Sıradan bir gün gibi başlamıştı. Zaten ne olursa böyle günlerde olur. Öyle bir şey olur ki, hayatın çıldırtıcı tekdüzeliğini mumla aratır.
Erdem bir sonbahar akşamı çocukluğundan beri ona yasak olan eve döndüğünde planı belliydi. Geçmişin hesaplaşmalarını bir kenara bırakıp artık bu evde yaşayacaktı. Oysa evde ilk defa tanışacağı hasta kız kardeşini ve birinin hayatını altüst edip, hiçbir şey olmamış gibi gidemeyeceğini hesaba katmamıştı…
Çağıl Yaman ikinci romanında, iki kayıp ruhun karşılaşmasını, geçmiş ile bugün arasında gizemli bir hikâyede buluşturuyor.

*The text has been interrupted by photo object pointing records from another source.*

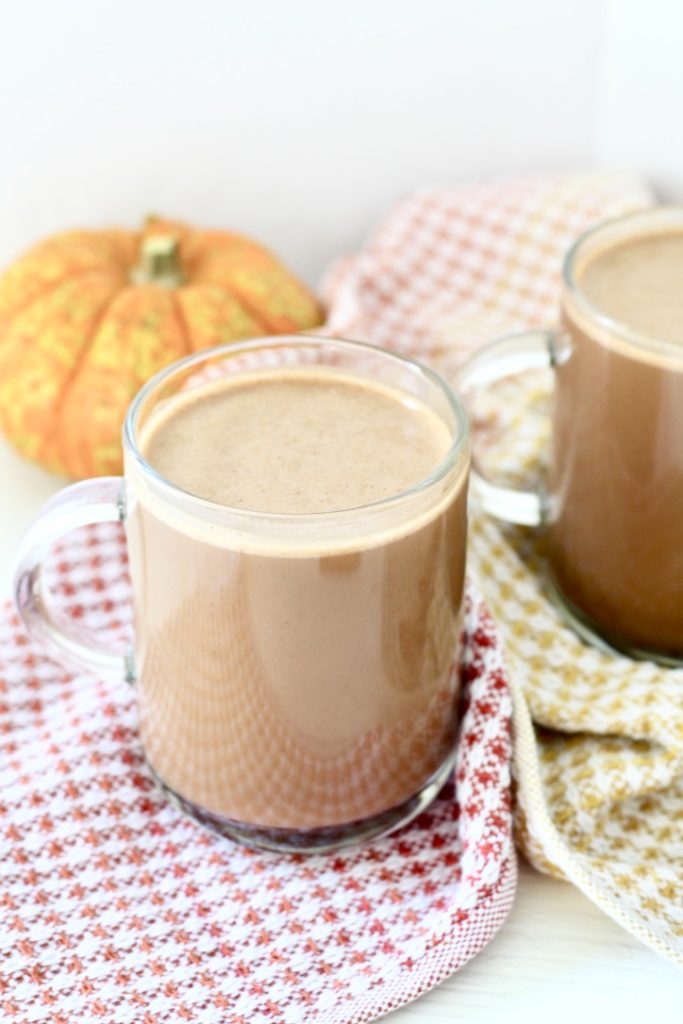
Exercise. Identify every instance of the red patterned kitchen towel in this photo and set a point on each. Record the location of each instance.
(598, 739)
(118, 908)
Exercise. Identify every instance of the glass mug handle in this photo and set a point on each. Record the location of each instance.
(83, 504)
(512, 354)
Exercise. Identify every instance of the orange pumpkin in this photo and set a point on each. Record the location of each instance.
(88, 316)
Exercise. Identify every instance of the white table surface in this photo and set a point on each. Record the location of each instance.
(557, 957)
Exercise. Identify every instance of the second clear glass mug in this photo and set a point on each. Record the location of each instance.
(297, 675)
(612, 513)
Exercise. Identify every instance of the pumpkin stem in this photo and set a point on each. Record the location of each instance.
(160, 262)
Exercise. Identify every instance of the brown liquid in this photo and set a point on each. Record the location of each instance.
(616, 540)
(298, 684)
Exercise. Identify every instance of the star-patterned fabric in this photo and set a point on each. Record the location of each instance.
(116, 907)
(598, 749)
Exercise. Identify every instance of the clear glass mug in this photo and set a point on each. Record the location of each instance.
(612, 511)
(297, 675)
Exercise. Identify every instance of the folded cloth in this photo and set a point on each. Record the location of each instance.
(115, 906)
(598, 739)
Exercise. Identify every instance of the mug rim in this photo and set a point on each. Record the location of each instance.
(640, 339)
(440, 471)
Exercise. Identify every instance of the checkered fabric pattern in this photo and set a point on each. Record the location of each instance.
(598, 754)
(117, 907)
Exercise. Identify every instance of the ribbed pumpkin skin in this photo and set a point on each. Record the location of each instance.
(78, 340)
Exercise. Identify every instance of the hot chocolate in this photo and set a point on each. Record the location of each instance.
(615, 538)
(298, 683)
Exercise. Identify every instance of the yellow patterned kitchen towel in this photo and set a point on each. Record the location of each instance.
(598, 758)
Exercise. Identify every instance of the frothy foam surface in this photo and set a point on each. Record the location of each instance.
(639, 283)
(295, 441)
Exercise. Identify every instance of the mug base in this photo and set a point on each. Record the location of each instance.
(590, 633)
(322, 840)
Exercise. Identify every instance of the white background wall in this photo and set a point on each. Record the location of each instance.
(298, 121)
(301, 121)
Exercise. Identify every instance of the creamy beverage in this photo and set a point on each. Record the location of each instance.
(302, 674)
(615, 538)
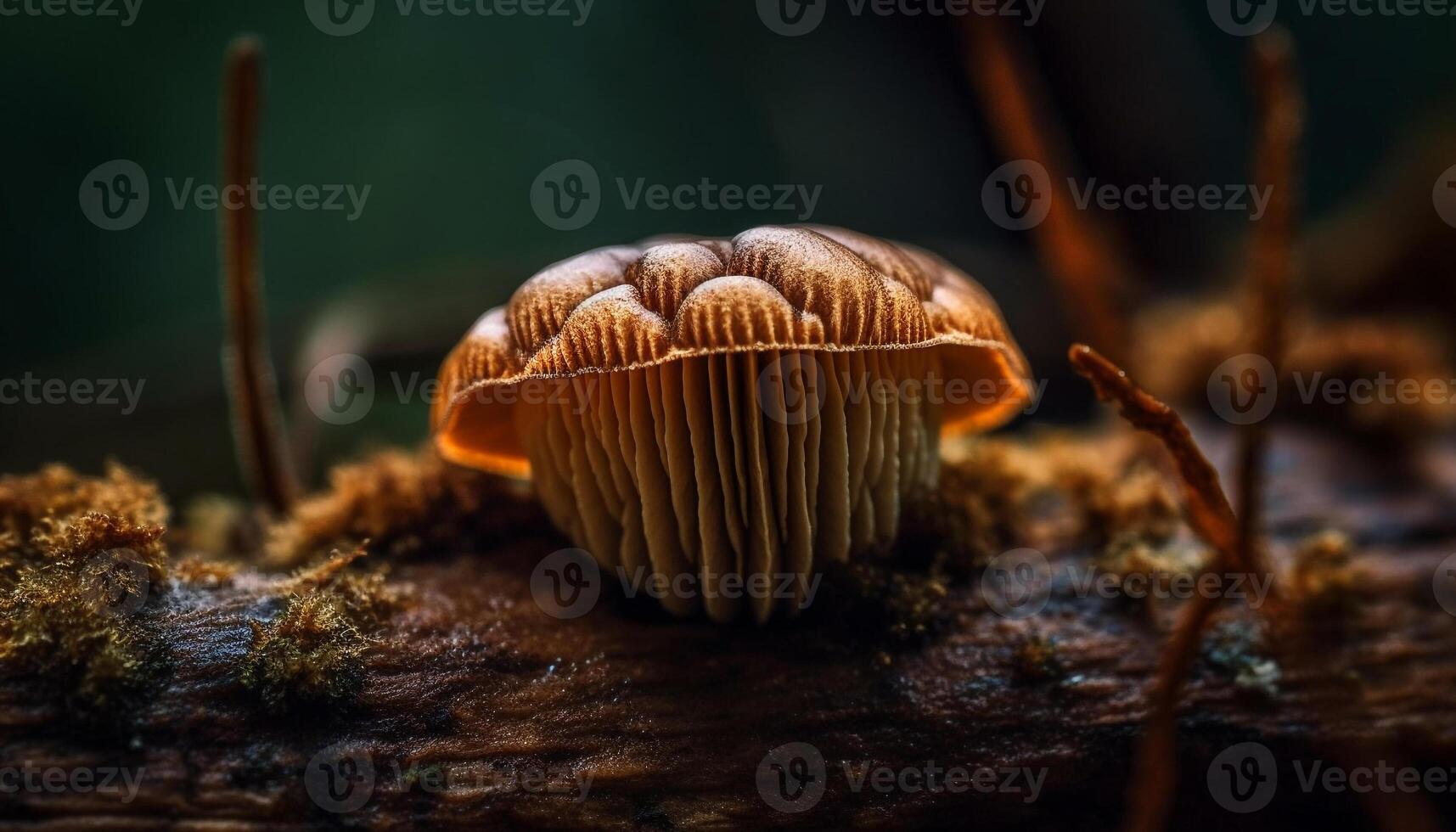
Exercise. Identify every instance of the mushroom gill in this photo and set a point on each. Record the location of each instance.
(728, 416)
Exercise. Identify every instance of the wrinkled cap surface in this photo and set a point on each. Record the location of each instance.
(771, 287)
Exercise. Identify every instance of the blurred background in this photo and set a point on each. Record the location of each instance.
(449, 120)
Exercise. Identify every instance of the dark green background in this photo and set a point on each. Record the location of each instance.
(450, 120)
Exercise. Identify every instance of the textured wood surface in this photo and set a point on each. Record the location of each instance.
(672, 722)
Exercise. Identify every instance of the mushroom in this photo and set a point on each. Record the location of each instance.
(730, 416)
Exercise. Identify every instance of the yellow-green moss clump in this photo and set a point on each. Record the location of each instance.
(79, 557)
(1048, 492)
(312, 655)
(399, 500)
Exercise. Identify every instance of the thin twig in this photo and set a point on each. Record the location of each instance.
(1280, 126)
(1211, 516)
(256, 417)
(1071, 245)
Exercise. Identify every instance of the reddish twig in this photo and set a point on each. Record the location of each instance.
(1069, 244)
(1209, 512)
(1211, 516)
(256, 416)
(1280, 126)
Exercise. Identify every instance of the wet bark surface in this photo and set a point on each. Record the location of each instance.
(476, 708)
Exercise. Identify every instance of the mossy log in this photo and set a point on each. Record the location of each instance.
(475, 708)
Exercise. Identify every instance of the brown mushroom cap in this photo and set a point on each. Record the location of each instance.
(767, 289)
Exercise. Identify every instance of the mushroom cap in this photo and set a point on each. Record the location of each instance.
(769, 287)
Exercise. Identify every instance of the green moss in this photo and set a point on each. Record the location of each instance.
(1236, 650)
(309, 656)
(1037, 657)
(312, 656)
(79, 559)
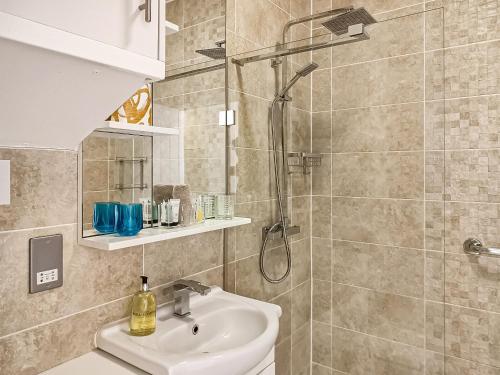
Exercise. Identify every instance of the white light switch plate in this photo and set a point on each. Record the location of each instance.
(45, 277)
(4, 182)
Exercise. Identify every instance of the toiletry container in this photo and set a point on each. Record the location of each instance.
(143, 314)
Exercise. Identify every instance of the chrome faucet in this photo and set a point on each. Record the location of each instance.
(182, 291)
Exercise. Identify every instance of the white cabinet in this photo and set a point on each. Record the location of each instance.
(67, 65)
(119, 23)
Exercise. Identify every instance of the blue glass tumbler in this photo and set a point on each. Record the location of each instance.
(105, 216)
(129, 219)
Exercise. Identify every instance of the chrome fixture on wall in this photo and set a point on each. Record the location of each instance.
(281, 228)
(349, 19)
(473, 246)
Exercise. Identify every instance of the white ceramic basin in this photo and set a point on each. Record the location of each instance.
(234, 335)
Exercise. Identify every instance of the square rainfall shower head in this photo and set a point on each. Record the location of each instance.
(340, 24)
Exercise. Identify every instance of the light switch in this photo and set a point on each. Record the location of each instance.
(4, 182)
(46, 263)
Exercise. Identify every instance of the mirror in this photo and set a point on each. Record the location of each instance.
(188, 100)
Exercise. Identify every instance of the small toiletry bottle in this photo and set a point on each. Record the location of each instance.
(143, 315)
(200, 210)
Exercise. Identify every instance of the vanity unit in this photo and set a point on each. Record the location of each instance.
(224, 334)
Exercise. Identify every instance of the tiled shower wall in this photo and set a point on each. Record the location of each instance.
(397, 204)
(252, 25)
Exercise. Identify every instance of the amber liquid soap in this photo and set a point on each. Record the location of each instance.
(143, 315)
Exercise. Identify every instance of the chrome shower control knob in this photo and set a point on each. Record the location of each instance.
(473, 246)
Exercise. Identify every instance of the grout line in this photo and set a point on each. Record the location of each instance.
(36, 228)
(424, 221)
(202, 22)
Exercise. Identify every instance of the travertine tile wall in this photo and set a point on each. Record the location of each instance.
(39, 331)
(379, 280)
(252, 25)
(192, 104)
(42, 330)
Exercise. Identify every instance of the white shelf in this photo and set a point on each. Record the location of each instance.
(149, 235)
(122, 127)
(170, 28)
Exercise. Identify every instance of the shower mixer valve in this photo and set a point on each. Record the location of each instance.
(277, 234)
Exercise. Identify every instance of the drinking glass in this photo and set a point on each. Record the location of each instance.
(105, 216)
(129, 219)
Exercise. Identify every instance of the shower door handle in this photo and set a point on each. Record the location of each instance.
(473, 246)
(146, 7)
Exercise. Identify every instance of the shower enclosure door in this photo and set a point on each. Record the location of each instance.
(366, 291)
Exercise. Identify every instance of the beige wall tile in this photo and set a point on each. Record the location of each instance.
(385, 41)
(322, 344)
(301, 261)
(322, 301)
(434, 275)
(322, 259)
(318, 369)
(249, 281)
(300, 131)
(301, 305)
(473, 176)
(260, 21)
(390, 81)
(479, 76)
(383, 268)
(252, 128)
(321, 217)
(250, 166)
(322, 176)
(321, 132)
(46, 346)
(300, 8)
(473, 123)
(455, 365)
(301, 350)
(283, 357)
(472, 281)
(464, 220)
(388, 222)
(196, 12)
(167, 261)
(472, 334)
(378, 357)
(388, 128)
(285, 302)
(249, 237)
(322, 90)
(301, 213)
(434, 326)
(378, 175)
(470, 22)
(91, 277)
(43, 189)
(384, 315)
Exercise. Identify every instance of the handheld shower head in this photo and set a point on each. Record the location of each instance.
(305, 70)
(302, 72)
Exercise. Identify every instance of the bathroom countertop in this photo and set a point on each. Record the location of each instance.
(96, 362)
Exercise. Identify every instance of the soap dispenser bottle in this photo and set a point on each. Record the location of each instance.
(143, 315)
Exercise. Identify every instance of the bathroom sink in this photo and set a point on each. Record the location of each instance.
(225, 334)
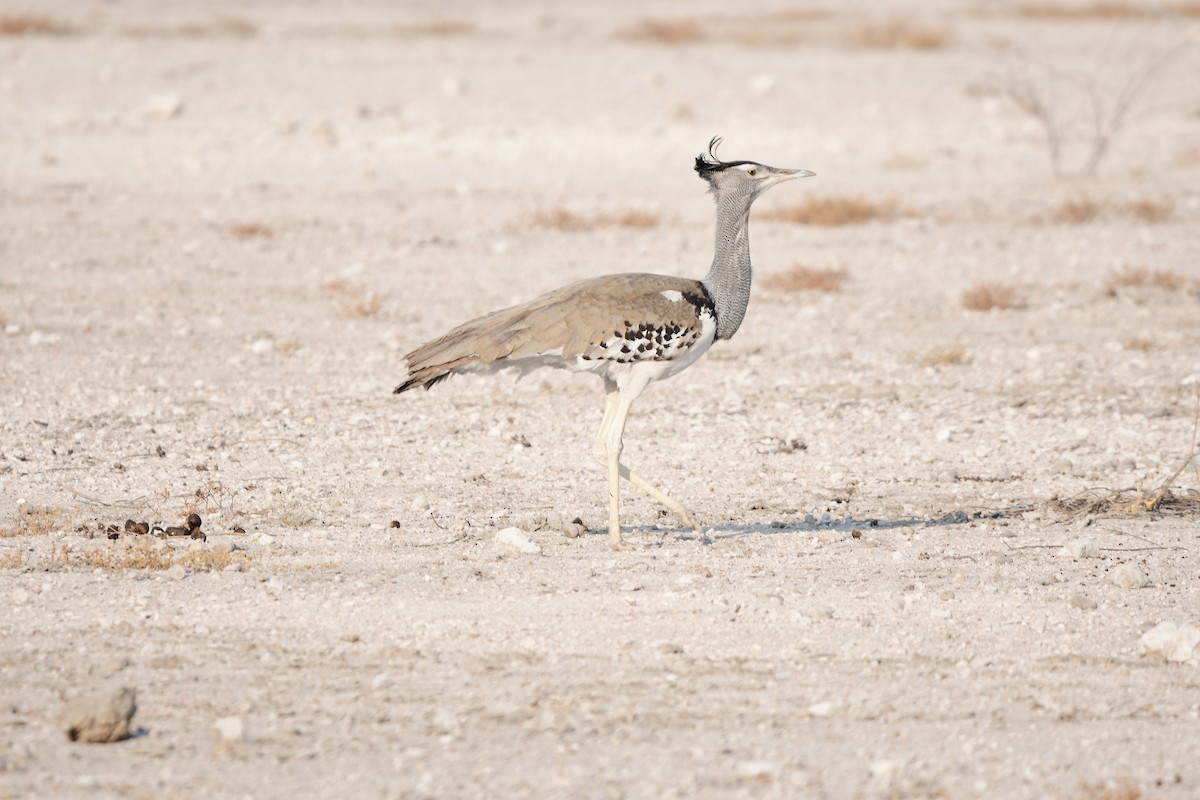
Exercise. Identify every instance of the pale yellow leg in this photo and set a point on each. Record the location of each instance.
(607, 449)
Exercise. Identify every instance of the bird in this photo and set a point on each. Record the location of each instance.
(629, 329)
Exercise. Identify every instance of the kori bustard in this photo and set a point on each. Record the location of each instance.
(628, 329)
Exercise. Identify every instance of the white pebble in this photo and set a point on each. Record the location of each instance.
(163, 107)
(759, 770)
(1080, 548)
(231, 728)
(1171, 642)
(822, 709)
(1128, 576)
(515, 540)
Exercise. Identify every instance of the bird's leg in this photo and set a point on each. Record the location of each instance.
(607, 451)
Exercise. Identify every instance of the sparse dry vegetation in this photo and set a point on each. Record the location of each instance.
(947, 356)
(1141, 276)
(786, 28)
(1165, 498)
(438, 26)
(1083, 209)
(1105, 10)
(834, 210)
(216, 26)
(145, 553)
(567, 220)
(1081, 112)
(807, 278)
(988, 296)
(1152, 209)
(1075, 210)
(900, 34)
(745, 30)
(35, 521)
(34, 25)
(251, 230)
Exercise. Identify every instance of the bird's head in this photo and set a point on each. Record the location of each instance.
(741, 178)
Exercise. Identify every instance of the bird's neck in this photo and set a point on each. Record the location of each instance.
(729, 281)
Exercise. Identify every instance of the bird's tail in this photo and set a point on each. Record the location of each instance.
(473, 346)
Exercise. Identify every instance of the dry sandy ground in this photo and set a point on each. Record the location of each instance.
(223, 226)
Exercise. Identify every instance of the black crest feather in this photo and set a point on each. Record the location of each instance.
(708, 163)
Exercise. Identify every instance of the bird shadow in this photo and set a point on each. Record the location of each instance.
(811, 524)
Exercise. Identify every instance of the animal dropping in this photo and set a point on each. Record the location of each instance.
(629, 329)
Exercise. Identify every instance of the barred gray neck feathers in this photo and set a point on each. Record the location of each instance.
(729, 280)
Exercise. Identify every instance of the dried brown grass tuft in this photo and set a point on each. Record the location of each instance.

Ben, koyu renk cilası atmış merdivenlerin arasından süzülen bir hayaletim. Karınca kadar sessiz adımlarla her yeri dolaşırım. Beni kimse görmez, kimse duymaz, kimse düşünmez. Beni, benim dışımda kimse bilmez. Tam da bu yüzden hatırladığım her şeyi bu deftere dökmeye karar verdim. Hayalet olarak gördüklerimi asla unutmamak için... Çünkü eninde sonunda yaşamaya başlayacağım. Çevreme ördüğüm bu hastalıklı kabuktan çıkıp iltihaplı bir irin gibi yayılacağım. Değdiğim her şeye bulaşacağım. Zehir olacağım, kendime değil, başkalarına... Sessizce sürünen bir engerekmişim gibi benden çekinecekler. Ben yaşarsam özgür olacağım.